Il les amena devant et les attacha de façon que la longe leur permettait d’atteindre les embrasures naturelles formées par les ruines. Instinctivement, les animaux y passaient la tête, pour humer le grand air et regarder dans l’espace. Les assiégeants se prirent à ce stratagème et, sur ces cibles nouvelles, ouvrirent le feu. Un mulet fut blessé à la tête et au garrot. Mais afin de pouvoir tirer, les Indiens s’étaient assez découverts pour signaler leurs cachettes. Murlyton et Armand firent coup double.

Miss Aurett, qui lorgnait attentivement, vit deux Guatusos dévaler la montagne ; l’un d’eux ne bougea plus, l’autre fut emporté par ses camarades. Furieux, les ennemis se réunissaient en bas du mamelon. À leurs gestes désordonnés, aux cris de fureur dont l’écho montait jusqu’au rancho, Armand devina que l’assaut était proche.

— Monsieur Lavarède, dit miss Aurett, vous voyez que je suis très calme… Confiez-moi donc votre revolver, vous prendrez le fusil d’Agostin. J’ai tiré à la cible, et vous le verrez, je ne suis pas maladroite.

— Quand on a atteint la cible, on peut bien abattre un Guatuso.

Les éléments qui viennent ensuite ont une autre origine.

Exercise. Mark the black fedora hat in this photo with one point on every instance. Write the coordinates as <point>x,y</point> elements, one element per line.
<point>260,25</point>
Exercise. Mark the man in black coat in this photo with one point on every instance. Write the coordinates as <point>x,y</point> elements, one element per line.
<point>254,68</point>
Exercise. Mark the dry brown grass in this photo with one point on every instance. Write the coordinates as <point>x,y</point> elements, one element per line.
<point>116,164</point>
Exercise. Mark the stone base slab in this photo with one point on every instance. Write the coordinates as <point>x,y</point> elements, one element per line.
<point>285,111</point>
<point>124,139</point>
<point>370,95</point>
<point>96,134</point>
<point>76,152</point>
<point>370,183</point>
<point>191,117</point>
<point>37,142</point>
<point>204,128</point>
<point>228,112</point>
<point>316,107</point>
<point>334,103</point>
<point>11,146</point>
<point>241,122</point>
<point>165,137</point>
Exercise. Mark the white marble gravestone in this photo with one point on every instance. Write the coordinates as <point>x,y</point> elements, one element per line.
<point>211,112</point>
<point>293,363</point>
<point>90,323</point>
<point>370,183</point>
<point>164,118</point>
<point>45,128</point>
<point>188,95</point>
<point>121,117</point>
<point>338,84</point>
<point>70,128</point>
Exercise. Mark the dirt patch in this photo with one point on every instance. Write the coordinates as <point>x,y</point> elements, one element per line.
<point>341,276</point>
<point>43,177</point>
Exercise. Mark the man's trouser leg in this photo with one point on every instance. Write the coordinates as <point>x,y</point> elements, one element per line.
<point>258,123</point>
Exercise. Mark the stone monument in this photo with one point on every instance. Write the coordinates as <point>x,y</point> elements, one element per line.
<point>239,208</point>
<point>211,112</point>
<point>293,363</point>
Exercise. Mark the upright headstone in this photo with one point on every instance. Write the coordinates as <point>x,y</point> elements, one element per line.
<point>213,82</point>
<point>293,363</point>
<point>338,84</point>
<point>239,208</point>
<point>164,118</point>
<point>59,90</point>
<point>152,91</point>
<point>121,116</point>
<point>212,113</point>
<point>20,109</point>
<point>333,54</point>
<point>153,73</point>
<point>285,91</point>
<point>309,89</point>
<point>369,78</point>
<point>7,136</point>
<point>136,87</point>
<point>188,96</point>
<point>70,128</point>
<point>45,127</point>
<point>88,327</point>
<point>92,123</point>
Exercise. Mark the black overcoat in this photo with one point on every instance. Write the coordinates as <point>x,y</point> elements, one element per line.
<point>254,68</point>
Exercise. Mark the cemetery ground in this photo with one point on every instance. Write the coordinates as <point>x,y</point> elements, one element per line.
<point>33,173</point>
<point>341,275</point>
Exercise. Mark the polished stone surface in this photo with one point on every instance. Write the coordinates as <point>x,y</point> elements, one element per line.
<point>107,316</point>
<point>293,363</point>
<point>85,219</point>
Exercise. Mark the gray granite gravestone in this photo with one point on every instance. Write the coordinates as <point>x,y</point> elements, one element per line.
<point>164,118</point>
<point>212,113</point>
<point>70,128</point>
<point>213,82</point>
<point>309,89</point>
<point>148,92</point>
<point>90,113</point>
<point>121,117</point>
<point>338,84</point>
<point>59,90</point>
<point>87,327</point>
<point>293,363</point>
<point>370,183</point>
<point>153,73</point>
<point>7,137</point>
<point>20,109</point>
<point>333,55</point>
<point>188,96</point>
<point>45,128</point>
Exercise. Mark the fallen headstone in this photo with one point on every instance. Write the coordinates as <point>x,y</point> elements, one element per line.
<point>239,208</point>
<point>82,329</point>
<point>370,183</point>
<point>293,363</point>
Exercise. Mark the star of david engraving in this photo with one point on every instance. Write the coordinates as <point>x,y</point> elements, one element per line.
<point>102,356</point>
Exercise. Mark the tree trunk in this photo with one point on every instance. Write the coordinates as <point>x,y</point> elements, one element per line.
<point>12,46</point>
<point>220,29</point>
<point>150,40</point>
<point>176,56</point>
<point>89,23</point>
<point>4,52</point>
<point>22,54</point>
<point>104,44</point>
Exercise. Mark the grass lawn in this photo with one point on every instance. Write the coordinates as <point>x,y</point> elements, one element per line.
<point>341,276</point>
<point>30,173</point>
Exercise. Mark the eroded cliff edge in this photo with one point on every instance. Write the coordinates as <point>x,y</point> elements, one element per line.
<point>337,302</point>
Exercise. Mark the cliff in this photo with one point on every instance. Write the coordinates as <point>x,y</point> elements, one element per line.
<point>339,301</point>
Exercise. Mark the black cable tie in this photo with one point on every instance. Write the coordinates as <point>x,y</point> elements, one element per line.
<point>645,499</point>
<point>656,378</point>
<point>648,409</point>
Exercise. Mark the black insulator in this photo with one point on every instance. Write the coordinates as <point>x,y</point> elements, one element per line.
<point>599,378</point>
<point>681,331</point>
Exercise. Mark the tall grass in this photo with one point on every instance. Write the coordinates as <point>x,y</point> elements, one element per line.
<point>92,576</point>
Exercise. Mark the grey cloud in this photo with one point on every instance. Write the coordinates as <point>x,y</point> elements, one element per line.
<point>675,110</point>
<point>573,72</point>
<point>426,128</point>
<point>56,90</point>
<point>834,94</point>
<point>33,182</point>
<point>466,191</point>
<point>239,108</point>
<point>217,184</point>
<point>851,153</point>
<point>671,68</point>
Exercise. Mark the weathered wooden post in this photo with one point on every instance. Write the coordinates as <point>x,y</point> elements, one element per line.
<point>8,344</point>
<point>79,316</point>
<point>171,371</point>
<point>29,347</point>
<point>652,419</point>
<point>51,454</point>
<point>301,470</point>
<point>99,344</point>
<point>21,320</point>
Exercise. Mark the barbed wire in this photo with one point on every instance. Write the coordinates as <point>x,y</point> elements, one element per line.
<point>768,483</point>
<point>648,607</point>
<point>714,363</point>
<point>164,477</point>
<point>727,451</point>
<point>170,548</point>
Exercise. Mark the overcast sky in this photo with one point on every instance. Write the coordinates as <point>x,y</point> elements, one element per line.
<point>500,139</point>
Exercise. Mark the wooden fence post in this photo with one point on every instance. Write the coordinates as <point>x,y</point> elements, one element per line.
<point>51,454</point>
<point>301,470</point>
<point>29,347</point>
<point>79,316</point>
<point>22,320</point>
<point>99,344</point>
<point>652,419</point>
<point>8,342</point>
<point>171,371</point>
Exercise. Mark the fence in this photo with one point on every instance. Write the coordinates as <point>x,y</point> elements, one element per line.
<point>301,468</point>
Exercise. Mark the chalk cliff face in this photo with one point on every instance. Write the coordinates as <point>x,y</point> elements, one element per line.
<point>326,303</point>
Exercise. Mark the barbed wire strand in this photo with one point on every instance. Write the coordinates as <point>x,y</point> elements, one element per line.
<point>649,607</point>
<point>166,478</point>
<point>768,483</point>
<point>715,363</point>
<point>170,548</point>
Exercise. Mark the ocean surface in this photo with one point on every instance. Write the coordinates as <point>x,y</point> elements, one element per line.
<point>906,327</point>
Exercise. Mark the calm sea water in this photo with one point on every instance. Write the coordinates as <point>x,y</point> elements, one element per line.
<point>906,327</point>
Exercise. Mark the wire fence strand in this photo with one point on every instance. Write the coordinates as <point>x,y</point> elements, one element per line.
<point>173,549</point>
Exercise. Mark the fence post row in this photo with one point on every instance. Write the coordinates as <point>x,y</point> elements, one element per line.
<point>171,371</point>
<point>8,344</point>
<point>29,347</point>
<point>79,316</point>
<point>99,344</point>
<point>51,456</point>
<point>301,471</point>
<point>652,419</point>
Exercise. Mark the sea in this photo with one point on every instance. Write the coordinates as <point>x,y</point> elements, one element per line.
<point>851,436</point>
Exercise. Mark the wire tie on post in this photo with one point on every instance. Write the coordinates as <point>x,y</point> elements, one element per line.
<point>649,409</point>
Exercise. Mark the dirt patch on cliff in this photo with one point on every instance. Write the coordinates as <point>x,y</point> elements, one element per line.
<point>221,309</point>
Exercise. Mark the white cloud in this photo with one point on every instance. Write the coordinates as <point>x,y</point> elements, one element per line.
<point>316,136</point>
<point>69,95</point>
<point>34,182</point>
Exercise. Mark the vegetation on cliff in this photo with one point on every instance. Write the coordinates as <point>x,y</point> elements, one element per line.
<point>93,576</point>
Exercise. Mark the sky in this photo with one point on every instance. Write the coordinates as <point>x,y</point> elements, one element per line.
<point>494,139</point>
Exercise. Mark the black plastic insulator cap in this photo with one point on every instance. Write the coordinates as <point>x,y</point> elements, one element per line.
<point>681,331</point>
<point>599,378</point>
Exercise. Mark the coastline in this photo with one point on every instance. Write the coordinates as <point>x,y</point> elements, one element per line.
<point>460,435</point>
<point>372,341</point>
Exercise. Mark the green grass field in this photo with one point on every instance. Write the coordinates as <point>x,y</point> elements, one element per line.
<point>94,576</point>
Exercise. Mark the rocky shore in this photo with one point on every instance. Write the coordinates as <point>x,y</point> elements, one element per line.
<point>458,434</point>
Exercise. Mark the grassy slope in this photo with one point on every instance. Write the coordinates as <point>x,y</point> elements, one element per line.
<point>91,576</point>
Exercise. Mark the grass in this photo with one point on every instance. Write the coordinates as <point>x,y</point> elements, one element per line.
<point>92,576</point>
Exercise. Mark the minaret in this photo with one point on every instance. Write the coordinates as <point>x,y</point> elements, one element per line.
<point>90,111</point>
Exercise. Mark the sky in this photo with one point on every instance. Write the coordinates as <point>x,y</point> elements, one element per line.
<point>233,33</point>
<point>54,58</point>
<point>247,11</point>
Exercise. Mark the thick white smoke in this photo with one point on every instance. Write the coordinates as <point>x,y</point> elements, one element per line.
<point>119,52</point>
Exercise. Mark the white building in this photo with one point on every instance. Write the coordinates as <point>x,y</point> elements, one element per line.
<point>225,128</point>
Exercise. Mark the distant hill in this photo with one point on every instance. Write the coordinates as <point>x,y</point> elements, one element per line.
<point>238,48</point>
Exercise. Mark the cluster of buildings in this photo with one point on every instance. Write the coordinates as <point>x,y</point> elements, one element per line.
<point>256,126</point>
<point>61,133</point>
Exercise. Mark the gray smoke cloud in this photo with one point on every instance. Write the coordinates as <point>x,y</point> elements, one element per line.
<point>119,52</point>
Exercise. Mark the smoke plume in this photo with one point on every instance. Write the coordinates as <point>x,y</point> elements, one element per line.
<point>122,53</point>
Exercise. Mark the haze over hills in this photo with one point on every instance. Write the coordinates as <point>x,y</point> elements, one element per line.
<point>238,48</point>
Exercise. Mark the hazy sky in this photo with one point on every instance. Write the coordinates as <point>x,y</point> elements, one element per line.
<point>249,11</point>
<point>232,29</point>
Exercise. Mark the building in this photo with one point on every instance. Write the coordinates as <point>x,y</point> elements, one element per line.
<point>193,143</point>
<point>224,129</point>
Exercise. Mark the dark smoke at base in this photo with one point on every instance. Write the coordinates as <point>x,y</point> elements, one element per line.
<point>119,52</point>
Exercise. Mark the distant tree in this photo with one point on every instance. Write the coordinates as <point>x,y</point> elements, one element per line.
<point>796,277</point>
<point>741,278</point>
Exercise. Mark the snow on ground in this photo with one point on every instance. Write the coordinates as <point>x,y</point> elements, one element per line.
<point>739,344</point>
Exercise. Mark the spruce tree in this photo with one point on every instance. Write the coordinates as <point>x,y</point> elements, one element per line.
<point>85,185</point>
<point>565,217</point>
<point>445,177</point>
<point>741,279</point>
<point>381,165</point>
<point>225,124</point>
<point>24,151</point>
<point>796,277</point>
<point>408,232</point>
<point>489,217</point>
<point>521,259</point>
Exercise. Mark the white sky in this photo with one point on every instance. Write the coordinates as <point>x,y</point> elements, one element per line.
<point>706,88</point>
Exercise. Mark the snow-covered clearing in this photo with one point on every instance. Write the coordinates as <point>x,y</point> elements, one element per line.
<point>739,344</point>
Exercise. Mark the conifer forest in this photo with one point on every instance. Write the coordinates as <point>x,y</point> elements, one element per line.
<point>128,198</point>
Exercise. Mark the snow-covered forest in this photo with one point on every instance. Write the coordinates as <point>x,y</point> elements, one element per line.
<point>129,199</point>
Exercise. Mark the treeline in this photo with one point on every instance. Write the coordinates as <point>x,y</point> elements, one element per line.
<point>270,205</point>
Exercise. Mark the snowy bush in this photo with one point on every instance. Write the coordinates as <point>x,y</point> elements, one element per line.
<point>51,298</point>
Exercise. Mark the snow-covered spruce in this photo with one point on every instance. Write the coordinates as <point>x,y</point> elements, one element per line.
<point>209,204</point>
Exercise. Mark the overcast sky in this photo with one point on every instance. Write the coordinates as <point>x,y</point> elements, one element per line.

Murlyton, toujours placide, appuya en ces termes la proposition de sa fille ; et Lavarède, plus ému qu’eux, plaça sa vaillante compagnie du mieux qu’il était possible, la mule Matagna lui faisant un rempart de son corps. L’Anglaise imitait sans s’en douter la manœuvre de cavalerie cosaque, qui consiste a couvrir le cavalier de sa monture, derrière laquelle, bien abrité, il tire à l’aise.

À peine ces préparatifs étaient-ils terminés qu’un hurlement retentit. Les Guatusos montaient en groupe compact vers le fortin improvisé. En arrière, quelques Indiens, blessés légèrement dans les escarmouches précédentes, formaient une sorte de réserve. Au milieu d’eux, on voyait leur chef et don José, celui-ci reconnaissable à son large sombrero. Ils se tenaient hors de danger, encourageant les autres du geste et de la voix.

Les trois défenseurs attendirent que l’ennemi fut à bonne portée. Alors, ils ouvrirent le feu. Les assaillants chargeant en masse, tout coup portait. En quelques secondes, six cadavres furent couchés sur le sol. Autant de blessés se repliaient sur la réserve.

Les Guatusos battirent en retraite. L’assaut avait été infructueux.

La garnison du rancho avait peu souffert. Murlyton, égratigné au front par une balle, en fut quitte pour s’entourer la tête du mouchoir de sa fille.

Les assaillants, refroidis par la réception vigoureuse des Européens, avaient gagné un petit vallonnement défilé des feux du rancho. Mais le répit accordé aux assiégés ne fut pas de longue durée.